The Climate Resilience Regional Challenge is supported by the National Oceanic and Atmospheric Administration, with a $575 million competitive grant in programs addressing coastal resilience and adaptation for climate change.
“The second thing that we’re doing — the Department of Energy is going to announce that it’s investing more than $2 billion to modernize our electric grid to be more climate resilient, including more than $67 million starting off in California. That funding can help ensure our electric grid is stronger, that the lights and air-conditioning and internet stay on during heatwaves and storms and other climate events, so the lights can stay on in hospital operating rooms, nursing homes and so many other critical care facilities,” Biden continued.
Last year California experienced rolling blackouts amid record-breaking heat waves, causing authorities to make urgent pleas to residents to voluntarily reduce energy consumption.

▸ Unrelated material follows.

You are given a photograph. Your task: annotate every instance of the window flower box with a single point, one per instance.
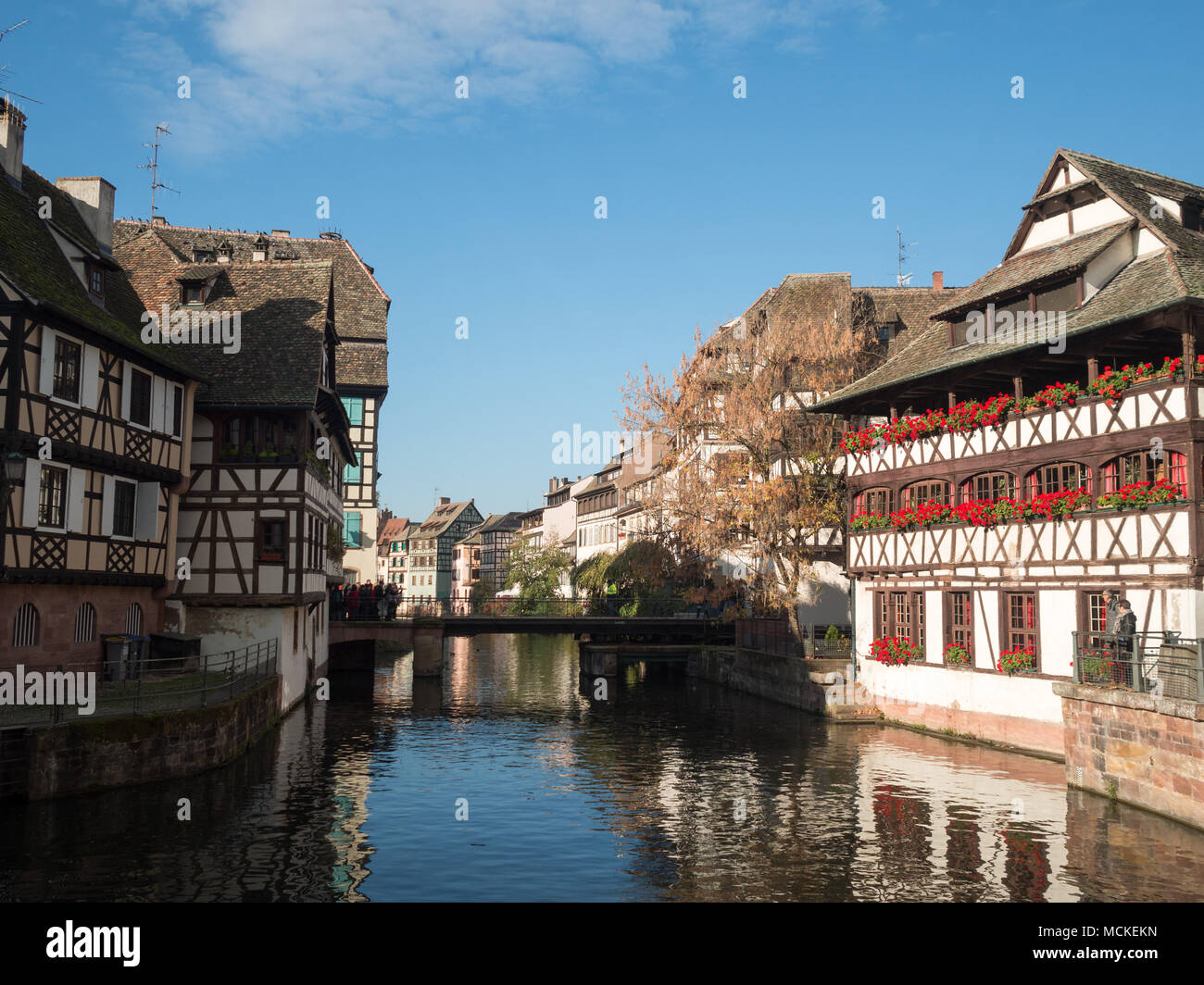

“Third, later this year we are hosting a first-ever White House summit that convenes local, state, tribal and territorial leaders focused on climate resilience. It’s going to include a road map for how these historic climate actions are going to build more climate-resilient communities all across America, saving lives and homes and providing peace of mind. This is how we’re going to meet the moment,” Biden proclaimed.
The president recounted that natural disasters in America last year caused $165 billion dollars in damage, but his Invest in America Agenda, which started with the most significant climate investment in the “history of the world,” is addressing climate concerns and rebuilding with an investment of $369 billion in clean energy development, environmental justice and conservation, and a goal to cut 1 billion tons of carbon emissions annually.
Biden is in California for three days to attend four fundraisers for his presidential bid next year, and used his visit to the wetlands as an opportunity to unveil his latest climate initiatives.
“Throughout our history, we’re the only nation in the world that has come out of every crisis we’ve entered stronger than we went into it. We’re doing it again here on the climate crisis,” the president stated.